JEFF SAUNDERS: Thanks, David. Hi, my name is Jeff Saunders. I'm a director of product management at Nearmap. I've spent over the last two decades building products and solutions for the built environment. And although I know many of you have beaten this number, this is my 12th Autodesk University. So excited to be here, excited to share our presentation with you. Brett, unto you.

BRETT HEIST: Thanks, Jeff. Yeah, Brett Heist. I'm a solutions engineer here at Esri. And this is actually my first AU. And excited to be here supporting and presenting along with these two wonderful gentlemen here. I've been in these sectors for a little over a decade. And a fun fact about me is I once got the opportunity to serve John C. Reilly ice cream. Back to you, David.

DAVID GARRIGUES: Excellent. Thanks, Brett. And an honorable mention, he couldn't be here today, but his name is Kyle Starkes. What a phenomenal developer. He's a solution engineer over there at Nearmap. And he couldn't be here today, but he's the one who helped build the tool, and design it, and make it all happen. And so he couldn't be here, but I did want to make sure he got an honorable mention.

With that said, let's talk about what the agenda is. So first of all, I'm going to start off with, what was the big idea? How did we get here? What happened behind the scenes? And then what's going to happen is we're going to move on to Jeff. And Jeff's going to talk about laying the groundwork with Nearmap, and high-resolution imagery. And making AI extractable features possible. Lastly, we're going to end up with Brett. Brett's going to expose the opportunities that we have with AI with Esri. And then we'll have some time for Q&A. Or you guys can email us at any time. So we'll show that at the very end.

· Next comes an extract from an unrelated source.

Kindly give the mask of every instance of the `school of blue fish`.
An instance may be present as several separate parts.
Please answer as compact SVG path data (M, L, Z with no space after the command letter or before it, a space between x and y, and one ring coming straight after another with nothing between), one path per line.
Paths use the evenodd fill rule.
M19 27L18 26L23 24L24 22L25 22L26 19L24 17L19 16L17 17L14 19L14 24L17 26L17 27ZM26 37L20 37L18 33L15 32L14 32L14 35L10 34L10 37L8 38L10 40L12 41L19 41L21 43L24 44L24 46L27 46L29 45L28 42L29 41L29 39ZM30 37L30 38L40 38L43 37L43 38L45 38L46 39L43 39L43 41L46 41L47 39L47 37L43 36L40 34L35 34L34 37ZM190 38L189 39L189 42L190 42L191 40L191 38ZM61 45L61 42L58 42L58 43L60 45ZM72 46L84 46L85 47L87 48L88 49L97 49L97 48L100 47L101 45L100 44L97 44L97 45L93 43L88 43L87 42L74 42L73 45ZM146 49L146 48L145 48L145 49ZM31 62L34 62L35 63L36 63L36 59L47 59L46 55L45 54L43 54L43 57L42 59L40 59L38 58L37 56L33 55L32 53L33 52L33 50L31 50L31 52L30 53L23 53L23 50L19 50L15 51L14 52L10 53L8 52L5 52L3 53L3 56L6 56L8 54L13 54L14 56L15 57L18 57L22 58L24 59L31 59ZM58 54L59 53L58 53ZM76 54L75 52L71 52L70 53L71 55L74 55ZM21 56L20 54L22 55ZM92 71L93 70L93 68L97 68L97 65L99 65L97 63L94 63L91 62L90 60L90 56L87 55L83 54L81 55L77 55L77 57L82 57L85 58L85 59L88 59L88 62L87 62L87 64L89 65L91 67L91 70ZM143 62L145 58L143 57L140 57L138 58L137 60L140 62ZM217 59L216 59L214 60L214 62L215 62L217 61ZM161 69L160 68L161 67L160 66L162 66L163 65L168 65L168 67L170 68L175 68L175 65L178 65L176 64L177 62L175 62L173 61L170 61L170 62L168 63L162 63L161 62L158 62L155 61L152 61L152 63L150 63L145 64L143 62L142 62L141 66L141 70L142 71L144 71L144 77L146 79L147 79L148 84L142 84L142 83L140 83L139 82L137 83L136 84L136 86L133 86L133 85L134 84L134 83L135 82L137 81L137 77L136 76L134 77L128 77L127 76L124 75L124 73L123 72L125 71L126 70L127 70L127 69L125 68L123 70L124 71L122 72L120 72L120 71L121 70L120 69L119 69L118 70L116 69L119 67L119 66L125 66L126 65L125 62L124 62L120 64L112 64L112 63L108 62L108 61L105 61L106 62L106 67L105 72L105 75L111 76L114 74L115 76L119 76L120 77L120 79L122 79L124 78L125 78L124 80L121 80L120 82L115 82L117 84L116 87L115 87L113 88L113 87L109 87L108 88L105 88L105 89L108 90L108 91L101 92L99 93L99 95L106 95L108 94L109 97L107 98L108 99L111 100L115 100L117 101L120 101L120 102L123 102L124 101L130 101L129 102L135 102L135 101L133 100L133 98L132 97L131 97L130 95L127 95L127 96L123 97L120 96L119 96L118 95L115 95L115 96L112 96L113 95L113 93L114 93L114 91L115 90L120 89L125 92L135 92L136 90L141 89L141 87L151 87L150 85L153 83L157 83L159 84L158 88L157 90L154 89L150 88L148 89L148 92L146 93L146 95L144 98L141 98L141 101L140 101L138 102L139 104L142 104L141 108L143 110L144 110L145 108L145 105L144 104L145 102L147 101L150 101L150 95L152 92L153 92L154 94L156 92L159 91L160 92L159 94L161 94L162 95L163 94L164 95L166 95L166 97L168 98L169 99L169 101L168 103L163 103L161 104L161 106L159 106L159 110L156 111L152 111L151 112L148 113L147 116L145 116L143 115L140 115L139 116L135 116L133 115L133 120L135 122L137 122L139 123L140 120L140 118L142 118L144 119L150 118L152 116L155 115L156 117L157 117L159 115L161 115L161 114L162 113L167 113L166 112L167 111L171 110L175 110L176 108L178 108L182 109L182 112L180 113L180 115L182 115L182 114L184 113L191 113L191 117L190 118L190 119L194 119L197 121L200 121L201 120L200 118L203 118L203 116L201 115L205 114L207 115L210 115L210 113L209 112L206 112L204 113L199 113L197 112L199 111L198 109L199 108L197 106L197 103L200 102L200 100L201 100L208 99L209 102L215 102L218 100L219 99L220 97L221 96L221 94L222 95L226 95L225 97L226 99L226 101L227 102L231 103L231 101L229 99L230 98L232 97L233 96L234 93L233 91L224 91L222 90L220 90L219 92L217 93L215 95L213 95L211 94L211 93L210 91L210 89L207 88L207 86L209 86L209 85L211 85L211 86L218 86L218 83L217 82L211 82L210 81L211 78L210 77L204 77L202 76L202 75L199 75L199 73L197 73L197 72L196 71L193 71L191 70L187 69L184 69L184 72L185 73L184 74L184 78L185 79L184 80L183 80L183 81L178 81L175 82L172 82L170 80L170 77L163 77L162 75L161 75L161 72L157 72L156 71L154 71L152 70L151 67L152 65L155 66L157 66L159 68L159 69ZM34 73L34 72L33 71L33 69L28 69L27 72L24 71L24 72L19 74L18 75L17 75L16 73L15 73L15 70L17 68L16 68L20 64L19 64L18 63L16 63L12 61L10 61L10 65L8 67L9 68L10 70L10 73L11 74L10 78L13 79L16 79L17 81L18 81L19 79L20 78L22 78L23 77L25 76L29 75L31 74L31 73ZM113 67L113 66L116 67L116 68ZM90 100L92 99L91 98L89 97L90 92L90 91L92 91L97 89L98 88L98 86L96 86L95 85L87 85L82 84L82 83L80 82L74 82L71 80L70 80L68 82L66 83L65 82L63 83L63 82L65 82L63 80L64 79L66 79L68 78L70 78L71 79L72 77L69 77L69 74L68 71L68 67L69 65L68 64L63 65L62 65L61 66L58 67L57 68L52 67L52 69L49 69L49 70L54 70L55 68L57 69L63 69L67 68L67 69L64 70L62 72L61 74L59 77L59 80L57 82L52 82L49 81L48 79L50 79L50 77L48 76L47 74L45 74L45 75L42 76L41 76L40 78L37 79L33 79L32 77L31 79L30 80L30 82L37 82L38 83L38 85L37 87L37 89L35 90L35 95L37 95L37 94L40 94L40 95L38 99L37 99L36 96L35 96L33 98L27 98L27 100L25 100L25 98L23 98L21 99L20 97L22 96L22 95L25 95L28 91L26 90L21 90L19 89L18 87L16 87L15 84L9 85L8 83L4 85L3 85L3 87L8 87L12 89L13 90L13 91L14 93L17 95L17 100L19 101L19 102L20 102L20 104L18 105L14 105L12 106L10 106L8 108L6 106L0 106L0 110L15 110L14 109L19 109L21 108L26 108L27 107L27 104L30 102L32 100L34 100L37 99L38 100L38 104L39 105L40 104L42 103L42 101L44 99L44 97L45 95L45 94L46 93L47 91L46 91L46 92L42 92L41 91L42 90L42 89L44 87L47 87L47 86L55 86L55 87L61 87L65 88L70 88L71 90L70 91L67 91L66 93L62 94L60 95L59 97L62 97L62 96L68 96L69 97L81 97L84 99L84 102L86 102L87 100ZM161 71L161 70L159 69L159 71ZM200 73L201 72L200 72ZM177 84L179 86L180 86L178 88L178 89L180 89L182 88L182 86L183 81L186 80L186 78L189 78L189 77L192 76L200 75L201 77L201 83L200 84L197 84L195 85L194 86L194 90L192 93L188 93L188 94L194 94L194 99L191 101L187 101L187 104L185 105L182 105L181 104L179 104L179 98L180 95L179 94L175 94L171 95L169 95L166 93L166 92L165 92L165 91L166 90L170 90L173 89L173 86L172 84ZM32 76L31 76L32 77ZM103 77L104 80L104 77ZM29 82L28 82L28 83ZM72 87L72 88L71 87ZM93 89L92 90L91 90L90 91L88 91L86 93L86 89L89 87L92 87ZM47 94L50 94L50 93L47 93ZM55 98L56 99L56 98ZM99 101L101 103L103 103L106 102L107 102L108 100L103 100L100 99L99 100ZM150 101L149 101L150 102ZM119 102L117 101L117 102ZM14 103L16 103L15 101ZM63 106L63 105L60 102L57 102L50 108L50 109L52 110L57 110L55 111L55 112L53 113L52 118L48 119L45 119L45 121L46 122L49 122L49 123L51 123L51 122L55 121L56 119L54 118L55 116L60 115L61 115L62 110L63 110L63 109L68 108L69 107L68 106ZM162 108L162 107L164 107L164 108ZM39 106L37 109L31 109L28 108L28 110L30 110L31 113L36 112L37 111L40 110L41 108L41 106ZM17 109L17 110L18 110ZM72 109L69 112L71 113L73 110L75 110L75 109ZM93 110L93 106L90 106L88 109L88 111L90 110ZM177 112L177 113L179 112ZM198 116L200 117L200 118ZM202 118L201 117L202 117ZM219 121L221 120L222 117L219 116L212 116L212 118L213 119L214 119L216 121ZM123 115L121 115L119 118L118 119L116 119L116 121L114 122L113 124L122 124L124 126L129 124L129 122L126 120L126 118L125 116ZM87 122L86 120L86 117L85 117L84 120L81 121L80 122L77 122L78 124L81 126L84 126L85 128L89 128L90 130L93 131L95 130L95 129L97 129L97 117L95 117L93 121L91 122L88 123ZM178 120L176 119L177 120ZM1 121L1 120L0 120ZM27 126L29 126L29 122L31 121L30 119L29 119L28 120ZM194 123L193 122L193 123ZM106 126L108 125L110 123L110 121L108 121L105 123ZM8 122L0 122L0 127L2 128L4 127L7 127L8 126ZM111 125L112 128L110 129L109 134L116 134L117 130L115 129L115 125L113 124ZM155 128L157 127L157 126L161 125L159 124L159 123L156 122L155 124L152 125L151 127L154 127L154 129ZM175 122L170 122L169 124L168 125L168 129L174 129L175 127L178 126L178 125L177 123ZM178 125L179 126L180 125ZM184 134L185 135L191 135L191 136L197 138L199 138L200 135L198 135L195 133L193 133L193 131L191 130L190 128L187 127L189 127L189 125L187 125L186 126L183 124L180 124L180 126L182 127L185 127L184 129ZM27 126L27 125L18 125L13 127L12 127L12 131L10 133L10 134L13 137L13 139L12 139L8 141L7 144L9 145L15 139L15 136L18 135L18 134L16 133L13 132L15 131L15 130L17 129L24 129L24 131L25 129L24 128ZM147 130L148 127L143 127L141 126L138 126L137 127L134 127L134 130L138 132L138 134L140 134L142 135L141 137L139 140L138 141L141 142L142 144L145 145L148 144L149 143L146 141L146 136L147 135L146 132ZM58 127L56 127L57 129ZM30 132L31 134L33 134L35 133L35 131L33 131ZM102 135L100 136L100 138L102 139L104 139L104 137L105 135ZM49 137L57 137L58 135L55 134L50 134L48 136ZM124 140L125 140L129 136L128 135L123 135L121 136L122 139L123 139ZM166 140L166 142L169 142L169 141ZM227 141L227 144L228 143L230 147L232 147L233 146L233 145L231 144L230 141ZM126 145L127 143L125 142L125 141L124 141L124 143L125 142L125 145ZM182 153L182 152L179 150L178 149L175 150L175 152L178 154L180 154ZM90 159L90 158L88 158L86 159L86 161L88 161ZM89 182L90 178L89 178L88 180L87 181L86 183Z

So the big idea. So yes, I've been with Kimley-Horn for over 17 years. And am responsible for all of our engineering software, regardless if it's quality, deployment, programming, training. But what I'm most proud of is the opportunity to be able to turn a software vendor into a software partner. Partnerships involve work. And they involve the work towards a common goal. So when we talk about these things, we need to understand that we have to keep working together, and you have to dedicate time to each other.

And that's what you're seeing here today. This is the result of time well spent. So when we take a look at Nearmap, we had to go and enter into a new type of partnership, a venture, if you will. And then, later on, do the same thing again with Esri. Now, Nearmap can absolutely deliver high-end imagery that is needed for the work that we're going to need to have start with. To be a great partner, we simply cannot satisfy our own needs. We must truly work to be a spokesperson for the industry at large.

So starting with Nearmap, we needed two things. We needed to be able to extract features from an image, such as pavement, car spaces, landscaping. But then we also needed a faster way to download high-end imagery in larger scales. So let's take a look at that.

So what we're seeing here is-- currently, if you go down-- if you go up to Nearmap's website, you can see that I'm starting off with this 0.075 pixels over here. The problem is that as I increase the size, so does the resolution drop. So you can see now I'm at 0.299. And the bigger I get, now at 0.597. So how can I get the highest resolution possible? Well, currently what we had to do was we had to go and set it, and then download the files.

Then move it over a little bit. And then get that overlap going. And then download the files. And then move it over a little bit. And then get the overlap. Then download-- you guys get the picture. This is over and over again is what we had to go do. Is there a simpler way? And so the answer is, yes. But we have to do some programming. Now. I've done a lot of programming in my time, but this is a little bit above my head. But if you really wanted to know how all this happens and what it does, well then, pause here and talk to Kyle.

But this is how it all works. And on our side, Paige Dyer, she couldn't be here either, but Paige was the one who worked with Kyle and got all this working. So with that said, what did we go and do? Well, we had to go and invent this tool. So this tool is allowing us to go and make a square, just like you showed before. So in order to do that, this right here is going to have to allow us to go out and go grab the lat and long. So to do that, just go out to Google. And you can right click on any spot and it will give you the lat and long.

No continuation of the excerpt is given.